Мне не следовало туда смотреть.
Библиотекарь на месте. Но мне не следовало смотреть на того, кто его гладит. Зрительный контакт, кажется, только придает твари смелости. О, теперь она обнюхивает мое ухо. Мороз по коже.
Я попытаюсь записать по памяти имена моих последних учеников. Хью Брайс, Нара Доути, Пенелопа Доути, Стюарт Гринвуд, Джеральд Кауфман, который когда-то отличился: так крепко заснул в школьной уборной, что мистер Брайс, обнаружив своего друга, объявил классу, что бедный Джерри мертв.
Нет, такого рода бессвязные сведения не годятся. В конце концов я прочитаю это и обнаружу признаки бодрости или уныния, здравомыслия или его противоположности.
Вопрос вот в чем: что мне хочется сказать самому себе?

 

На заметку. Это не просто библиотека.
Библиотекам свойственно похваляться количеством томов в коллекции, но, несомненно, суть любой из них состоит не в скоплении книг, а в распространении.

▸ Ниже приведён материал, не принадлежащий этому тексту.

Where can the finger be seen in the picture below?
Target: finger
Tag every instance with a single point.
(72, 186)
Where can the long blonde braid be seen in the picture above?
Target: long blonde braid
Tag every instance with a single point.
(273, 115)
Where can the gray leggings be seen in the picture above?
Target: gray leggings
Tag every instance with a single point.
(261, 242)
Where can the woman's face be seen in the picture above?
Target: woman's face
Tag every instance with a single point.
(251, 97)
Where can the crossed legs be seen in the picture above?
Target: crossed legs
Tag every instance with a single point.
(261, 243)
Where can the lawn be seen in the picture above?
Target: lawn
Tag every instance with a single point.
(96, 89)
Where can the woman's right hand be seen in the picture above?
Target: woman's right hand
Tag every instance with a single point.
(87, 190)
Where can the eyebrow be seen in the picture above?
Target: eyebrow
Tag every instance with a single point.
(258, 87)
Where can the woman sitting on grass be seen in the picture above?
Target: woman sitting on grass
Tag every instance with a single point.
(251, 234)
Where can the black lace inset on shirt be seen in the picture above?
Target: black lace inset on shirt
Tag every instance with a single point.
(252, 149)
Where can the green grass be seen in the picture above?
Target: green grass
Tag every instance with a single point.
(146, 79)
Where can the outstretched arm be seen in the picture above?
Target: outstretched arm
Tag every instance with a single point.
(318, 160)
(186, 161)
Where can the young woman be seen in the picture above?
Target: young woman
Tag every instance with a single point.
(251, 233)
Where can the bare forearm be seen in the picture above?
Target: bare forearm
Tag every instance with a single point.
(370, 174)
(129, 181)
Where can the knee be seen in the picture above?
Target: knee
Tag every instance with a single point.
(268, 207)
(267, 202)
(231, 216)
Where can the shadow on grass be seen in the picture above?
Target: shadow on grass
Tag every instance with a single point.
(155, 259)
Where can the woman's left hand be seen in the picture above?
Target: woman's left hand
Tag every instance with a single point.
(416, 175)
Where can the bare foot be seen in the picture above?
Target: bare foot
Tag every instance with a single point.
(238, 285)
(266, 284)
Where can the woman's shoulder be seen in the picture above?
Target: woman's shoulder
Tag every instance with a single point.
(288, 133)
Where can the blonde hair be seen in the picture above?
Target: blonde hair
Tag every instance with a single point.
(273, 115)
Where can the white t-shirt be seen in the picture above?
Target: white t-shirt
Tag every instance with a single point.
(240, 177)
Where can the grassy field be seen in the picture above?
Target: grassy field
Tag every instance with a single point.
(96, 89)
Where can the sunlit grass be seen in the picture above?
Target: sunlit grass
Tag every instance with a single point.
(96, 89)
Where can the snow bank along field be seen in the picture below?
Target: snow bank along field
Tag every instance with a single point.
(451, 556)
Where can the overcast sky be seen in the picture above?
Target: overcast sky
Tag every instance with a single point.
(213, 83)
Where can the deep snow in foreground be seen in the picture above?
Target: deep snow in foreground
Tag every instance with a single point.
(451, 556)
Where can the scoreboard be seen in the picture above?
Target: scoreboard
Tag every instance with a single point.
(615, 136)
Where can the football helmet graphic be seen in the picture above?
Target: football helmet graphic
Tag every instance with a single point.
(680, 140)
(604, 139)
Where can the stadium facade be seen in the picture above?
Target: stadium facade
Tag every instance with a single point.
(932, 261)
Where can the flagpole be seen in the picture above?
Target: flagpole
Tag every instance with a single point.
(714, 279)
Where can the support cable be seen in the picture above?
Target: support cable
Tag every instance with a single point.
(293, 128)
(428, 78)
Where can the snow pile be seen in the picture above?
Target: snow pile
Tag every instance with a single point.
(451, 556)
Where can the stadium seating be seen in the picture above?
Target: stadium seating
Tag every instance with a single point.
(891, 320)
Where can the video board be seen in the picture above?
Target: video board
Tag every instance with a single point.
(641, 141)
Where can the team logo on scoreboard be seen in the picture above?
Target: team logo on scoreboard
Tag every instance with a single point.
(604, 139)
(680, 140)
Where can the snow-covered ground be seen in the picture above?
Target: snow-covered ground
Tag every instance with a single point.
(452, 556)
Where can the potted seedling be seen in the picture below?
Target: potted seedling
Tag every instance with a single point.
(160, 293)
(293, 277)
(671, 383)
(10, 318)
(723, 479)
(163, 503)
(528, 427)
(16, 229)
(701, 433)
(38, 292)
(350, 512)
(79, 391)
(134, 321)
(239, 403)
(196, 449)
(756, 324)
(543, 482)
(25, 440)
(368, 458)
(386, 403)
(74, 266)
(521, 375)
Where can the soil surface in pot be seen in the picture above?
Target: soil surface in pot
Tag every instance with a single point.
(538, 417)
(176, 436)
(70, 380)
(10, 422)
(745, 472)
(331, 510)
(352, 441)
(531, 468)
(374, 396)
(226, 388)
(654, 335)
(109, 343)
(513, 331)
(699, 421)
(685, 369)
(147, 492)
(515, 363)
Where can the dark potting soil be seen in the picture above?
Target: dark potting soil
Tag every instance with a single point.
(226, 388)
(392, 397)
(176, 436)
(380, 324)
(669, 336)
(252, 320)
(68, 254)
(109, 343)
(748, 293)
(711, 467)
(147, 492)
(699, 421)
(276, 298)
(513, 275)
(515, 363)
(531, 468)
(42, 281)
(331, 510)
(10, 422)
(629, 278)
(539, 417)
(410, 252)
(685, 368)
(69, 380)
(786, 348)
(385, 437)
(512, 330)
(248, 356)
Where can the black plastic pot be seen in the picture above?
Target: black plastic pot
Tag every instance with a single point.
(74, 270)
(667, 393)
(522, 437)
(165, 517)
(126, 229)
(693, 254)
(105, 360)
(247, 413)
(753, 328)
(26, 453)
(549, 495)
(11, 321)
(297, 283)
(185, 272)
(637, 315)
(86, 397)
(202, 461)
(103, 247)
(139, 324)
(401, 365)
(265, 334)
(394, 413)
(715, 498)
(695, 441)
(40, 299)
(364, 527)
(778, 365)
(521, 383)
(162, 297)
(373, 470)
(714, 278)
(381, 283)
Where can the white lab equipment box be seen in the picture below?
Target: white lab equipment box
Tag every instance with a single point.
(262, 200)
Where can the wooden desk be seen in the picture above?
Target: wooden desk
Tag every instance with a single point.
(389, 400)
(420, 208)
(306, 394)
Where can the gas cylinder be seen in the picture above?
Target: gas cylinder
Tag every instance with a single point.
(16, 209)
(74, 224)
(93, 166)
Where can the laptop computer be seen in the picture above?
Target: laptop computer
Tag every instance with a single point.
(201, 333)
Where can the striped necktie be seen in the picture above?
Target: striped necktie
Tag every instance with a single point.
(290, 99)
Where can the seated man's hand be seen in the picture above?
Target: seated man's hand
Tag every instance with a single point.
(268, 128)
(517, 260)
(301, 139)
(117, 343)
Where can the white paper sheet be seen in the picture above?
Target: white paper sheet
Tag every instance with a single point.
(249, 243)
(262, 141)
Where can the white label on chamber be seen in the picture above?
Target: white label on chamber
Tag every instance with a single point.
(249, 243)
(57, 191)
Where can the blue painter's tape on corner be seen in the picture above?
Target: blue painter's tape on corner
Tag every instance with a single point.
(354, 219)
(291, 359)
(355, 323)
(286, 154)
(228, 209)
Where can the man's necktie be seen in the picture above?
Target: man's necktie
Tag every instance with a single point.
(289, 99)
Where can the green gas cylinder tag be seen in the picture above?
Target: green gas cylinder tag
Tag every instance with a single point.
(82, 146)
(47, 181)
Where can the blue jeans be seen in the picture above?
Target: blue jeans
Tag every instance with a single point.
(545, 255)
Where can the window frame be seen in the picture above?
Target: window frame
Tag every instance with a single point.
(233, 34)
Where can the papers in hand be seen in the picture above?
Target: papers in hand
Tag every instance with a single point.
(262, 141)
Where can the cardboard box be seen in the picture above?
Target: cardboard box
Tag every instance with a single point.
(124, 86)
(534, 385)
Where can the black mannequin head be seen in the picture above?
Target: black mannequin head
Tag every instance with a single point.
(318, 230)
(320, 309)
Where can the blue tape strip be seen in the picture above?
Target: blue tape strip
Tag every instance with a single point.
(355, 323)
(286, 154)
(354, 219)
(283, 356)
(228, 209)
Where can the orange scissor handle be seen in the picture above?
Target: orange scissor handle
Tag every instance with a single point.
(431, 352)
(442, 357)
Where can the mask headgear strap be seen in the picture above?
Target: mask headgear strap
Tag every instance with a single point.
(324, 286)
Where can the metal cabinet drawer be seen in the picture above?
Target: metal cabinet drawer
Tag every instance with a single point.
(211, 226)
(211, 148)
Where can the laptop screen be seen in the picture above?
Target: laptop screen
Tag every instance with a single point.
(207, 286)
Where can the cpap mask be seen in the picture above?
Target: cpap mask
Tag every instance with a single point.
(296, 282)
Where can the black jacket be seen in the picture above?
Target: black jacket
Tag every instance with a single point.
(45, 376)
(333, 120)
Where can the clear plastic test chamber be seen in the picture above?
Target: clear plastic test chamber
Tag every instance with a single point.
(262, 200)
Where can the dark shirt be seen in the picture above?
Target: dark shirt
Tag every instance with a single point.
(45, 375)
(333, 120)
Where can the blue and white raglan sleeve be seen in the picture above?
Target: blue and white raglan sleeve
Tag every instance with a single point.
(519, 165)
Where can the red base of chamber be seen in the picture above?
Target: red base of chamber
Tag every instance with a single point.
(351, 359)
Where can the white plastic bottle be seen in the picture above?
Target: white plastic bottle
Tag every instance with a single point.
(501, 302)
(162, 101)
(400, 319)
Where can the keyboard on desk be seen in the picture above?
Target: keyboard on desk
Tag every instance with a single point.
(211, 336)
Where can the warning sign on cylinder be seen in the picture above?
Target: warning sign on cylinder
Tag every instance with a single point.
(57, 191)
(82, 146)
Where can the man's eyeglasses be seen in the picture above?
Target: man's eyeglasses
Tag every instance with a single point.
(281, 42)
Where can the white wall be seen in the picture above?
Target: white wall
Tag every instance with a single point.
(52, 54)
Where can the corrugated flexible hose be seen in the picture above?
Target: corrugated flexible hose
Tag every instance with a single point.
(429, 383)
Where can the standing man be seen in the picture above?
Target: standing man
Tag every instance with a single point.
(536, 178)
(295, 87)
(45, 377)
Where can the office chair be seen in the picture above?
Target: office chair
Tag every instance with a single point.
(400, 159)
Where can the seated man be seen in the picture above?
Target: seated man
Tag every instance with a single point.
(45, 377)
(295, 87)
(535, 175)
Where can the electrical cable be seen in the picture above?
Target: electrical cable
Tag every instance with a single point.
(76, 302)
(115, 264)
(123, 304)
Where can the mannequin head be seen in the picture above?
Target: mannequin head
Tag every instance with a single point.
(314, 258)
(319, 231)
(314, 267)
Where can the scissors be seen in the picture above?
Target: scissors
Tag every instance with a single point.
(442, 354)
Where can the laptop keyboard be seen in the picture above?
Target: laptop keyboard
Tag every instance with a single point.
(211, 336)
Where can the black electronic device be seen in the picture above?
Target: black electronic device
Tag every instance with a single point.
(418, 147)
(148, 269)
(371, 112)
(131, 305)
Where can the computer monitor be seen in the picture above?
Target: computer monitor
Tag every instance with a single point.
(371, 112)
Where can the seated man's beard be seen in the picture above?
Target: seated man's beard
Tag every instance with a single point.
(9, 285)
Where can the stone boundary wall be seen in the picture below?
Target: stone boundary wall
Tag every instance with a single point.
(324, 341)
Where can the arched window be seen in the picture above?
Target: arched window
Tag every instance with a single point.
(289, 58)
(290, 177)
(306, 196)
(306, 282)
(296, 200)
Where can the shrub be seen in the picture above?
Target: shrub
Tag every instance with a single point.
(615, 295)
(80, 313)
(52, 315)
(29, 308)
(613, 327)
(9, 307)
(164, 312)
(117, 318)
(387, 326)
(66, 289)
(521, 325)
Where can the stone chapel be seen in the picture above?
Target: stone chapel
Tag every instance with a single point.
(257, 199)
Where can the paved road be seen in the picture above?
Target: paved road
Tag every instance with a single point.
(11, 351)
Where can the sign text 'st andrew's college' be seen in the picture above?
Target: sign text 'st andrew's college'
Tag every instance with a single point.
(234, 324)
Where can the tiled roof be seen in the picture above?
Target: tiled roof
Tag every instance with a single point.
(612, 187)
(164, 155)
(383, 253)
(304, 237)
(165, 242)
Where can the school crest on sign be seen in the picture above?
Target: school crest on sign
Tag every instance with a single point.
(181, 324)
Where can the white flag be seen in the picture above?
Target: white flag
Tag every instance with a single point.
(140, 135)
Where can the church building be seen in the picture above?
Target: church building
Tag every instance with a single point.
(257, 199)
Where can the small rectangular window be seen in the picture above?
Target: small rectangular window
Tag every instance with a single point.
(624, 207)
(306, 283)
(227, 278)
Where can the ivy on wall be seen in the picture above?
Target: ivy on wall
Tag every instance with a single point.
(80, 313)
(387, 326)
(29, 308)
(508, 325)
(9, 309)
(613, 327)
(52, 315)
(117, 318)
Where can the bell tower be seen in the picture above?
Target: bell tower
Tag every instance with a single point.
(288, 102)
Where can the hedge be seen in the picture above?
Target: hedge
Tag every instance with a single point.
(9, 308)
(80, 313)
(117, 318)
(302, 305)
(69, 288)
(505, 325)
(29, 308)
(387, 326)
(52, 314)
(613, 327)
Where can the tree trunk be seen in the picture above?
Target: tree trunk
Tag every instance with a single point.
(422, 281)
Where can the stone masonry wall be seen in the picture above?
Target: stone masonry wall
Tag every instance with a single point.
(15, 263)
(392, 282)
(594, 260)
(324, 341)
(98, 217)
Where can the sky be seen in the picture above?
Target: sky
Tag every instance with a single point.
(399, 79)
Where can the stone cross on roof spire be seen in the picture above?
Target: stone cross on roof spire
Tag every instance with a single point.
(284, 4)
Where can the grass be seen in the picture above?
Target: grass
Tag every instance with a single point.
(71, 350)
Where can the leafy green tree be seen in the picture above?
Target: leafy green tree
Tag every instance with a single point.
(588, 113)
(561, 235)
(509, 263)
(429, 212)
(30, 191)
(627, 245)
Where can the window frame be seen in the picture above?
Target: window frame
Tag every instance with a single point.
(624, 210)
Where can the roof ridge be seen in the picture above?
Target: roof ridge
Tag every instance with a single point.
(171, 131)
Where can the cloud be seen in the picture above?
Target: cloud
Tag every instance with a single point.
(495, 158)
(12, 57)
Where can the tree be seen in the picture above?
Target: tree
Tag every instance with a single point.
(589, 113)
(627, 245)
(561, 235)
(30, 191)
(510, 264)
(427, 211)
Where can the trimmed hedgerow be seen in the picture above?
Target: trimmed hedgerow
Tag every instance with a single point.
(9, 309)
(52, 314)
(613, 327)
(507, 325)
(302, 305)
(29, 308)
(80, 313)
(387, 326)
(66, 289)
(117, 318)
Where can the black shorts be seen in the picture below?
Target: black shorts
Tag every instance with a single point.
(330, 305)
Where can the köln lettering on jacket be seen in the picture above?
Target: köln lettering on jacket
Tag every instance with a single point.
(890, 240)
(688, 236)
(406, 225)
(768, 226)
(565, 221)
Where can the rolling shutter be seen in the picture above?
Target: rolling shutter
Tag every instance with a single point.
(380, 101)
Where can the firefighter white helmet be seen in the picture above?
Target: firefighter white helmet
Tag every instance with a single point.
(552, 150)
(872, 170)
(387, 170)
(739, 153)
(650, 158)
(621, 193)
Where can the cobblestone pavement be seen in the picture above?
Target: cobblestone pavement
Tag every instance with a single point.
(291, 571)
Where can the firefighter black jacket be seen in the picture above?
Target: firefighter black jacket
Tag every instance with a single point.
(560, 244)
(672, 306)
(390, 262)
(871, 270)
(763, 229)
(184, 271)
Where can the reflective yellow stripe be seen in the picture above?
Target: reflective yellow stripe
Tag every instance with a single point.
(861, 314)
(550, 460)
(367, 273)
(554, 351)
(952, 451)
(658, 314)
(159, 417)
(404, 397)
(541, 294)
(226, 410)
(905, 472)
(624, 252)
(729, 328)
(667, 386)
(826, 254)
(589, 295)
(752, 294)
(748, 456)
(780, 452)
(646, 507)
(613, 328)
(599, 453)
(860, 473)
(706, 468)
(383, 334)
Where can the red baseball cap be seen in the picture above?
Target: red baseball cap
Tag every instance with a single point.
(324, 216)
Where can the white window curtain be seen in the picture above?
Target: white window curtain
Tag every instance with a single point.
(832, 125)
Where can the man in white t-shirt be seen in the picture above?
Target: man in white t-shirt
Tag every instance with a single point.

Возможно, стоило бы понастойчивей рассказывать о том, сколько книг сейчас на руках, теснятся на прикроватных тумбочках, перебираются из одной стопки на каминной полке в другую и отягощают сумки. Да, иной раз досадно прочесать всю библиотеку и убедиться лишь в отсутствии нужного томика – и все же, когда гнев стихает, разве не возникает у незадачливого искателя некое ощущение причастности? Пустоты на библиотечных полках подобны следам на песке; они показывают нам, где уже прошел кто-то другой; они уверяют нас, что мы не одиноки.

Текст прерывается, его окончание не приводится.